In unserer „Tagespost“-Reihe begegnen wir dieses Mal dem Feldkuraten Otto Katz aus Jaroslav Hašeks „Die Abenteuer des braven Soldaten Schwejk“.
Der brave Soldaj Schwejk
Foto: Gerhard Maly | Schauspieler Viktor Kautsch bei einer Vorstellung des Stückes „Die Abenteuer des braven Soldaten Schwejk“.

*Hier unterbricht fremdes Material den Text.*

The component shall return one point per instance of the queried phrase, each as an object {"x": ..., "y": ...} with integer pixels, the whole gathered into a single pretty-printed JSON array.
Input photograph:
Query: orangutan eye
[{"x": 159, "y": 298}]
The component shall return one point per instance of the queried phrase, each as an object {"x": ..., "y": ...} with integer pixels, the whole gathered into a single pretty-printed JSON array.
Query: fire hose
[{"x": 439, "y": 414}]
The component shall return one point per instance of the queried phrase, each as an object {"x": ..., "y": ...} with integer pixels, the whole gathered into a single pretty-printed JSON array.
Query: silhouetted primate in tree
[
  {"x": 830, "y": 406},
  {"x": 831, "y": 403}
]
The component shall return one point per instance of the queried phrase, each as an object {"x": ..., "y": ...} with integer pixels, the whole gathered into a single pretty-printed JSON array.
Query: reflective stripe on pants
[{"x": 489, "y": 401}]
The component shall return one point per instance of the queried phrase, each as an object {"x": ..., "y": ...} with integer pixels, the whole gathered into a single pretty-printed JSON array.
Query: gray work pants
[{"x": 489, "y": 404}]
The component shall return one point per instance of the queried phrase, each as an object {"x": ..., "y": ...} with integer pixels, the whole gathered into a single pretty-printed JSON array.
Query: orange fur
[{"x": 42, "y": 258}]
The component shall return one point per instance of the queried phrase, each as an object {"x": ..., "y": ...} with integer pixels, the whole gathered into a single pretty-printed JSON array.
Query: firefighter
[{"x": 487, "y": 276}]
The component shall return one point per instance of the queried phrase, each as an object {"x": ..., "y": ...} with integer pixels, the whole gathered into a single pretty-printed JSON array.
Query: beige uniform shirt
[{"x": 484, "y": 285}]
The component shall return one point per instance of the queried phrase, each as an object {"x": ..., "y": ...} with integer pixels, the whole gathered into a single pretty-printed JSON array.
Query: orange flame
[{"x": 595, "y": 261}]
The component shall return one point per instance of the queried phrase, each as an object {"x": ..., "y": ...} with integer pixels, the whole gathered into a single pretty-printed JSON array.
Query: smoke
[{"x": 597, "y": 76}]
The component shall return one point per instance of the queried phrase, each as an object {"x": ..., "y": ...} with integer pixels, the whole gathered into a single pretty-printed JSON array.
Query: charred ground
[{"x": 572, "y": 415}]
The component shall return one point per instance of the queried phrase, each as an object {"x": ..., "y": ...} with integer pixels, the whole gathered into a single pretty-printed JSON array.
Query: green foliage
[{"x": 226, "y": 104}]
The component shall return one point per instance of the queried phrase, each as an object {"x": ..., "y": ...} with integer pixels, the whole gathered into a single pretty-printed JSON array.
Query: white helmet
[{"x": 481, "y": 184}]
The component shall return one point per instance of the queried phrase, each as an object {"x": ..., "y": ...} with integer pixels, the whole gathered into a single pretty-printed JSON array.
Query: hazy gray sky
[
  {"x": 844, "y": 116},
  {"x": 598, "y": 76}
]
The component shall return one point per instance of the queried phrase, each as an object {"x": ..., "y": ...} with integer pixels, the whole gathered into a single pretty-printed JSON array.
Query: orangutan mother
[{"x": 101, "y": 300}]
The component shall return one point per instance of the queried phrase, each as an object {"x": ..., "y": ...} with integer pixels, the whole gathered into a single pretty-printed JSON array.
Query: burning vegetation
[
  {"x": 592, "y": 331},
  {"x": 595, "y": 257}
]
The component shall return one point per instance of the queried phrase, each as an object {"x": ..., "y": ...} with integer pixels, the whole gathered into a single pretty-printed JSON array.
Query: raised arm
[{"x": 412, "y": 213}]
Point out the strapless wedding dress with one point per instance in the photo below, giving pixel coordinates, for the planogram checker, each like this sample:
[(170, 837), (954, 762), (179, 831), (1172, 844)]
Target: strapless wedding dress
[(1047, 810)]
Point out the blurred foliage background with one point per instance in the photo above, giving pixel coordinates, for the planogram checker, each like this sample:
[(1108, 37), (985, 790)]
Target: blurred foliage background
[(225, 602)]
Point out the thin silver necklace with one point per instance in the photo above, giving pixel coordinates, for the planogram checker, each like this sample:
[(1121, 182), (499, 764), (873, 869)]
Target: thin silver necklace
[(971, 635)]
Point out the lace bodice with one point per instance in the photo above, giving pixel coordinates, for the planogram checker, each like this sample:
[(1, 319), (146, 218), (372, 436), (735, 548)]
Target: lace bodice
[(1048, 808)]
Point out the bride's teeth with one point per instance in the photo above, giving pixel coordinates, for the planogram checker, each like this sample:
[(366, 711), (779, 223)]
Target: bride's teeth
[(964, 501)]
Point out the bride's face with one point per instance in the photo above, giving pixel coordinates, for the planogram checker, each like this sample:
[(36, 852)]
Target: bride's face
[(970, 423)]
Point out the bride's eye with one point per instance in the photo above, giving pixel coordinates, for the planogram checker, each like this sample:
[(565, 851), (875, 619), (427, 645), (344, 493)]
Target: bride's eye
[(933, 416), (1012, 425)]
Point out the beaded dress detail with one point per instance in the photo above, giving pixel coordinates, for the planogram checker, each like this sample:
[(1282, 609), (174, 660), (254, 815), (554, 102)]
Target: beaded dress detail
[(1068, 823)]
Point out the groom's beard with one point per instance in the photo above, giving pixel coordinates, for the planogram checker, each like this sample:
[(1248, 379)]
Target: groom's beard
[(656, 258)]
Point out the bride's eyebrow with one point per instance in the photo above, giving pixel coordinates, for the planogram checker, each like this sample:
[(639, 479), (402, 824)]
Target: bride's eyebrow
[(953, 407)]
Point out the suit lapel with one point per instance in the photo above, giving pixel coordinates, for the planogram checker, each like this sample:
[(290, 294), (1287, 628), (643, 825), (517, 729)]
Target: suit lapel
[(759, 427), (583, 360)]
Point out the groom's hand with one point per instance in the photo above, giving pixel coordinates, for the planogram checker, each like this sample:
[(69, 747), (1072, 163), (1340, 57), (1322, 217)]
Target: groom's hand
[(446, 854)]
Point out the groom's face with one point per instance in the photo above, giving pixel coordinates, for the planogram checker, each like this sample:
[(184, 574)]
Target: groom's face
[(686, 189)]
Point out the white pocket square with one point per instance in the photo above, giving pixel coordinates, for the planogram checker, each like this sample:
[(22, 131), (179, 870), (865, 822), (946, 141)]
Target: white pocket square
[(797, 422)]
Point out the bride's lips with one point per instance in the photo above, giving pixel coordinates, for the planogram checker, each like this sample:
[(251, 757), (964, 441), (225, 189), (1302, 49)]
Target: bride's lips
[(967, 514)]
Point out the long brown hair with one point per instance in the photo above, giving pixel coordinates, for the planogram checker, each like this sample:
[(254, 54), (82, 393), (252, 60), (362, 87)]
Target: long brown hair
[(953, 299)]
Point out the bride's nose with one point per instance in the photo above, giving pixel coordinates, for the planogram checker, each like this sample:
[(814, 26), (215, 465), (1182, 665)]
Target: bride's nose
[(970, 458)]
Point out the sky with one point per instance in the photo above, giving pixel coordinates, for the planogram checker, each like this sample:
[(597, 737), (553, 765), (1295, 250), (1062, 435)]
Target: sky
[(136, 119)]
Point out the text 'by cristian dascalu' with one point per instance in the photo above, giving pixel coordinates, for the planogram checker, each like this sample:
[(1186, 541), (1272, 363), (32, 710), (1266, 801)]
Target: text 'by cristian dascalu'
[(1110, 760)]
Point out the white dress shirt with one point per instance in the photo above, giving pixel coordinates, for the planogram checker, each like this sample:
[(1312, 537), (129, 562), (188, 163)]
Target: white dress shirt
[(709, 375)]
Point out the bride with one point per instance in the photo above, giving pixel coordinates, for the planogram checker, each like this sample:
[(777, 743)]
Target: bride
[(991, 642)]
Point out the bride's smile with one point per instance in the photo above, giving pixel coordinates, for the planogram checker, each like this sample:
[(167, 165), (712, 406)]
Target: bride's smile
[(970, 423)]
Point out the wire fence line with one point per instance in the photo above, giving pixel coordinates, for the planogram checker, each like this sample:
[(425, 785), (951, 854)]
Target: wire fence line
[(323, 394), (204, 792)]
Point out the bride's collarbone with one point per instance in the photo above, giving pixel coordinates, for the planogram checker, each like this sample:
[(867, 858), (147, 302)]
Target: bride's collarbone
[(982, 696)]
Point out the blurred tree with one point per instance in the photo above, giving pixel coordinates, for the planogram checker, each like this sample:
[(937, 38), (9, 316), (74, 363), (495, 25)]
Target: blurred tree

Wer den braven Soldaten Schwejk ausschließlich durch die Verfilmung mit Heinz Rühmann (1960) kennt, wird sich nicht an den Feldkuraten Otto Katz erinnern. Das liegt aber keineswegs an Gedächtnislücken, sondern daran, dass diese Romanfigur nicht in den Film übernommen wurde. Über die Motive kann nur spekuliert werden. Freilich ist der Roman recht umfangreich, und bei jeder dramatischen Umsetzung muss, will man sich an übliche Längenvorgaben halten, unweigerlich gekürzt werden. Diese konkrete Kürzung führt allerdings zu einem regelrechten Loch in der Handlung, denn Schwejks Weg vom Patienten im Krankenhaus in den Dienst des Oberleutnants Lukasch führt über den Herrn Feldkurat.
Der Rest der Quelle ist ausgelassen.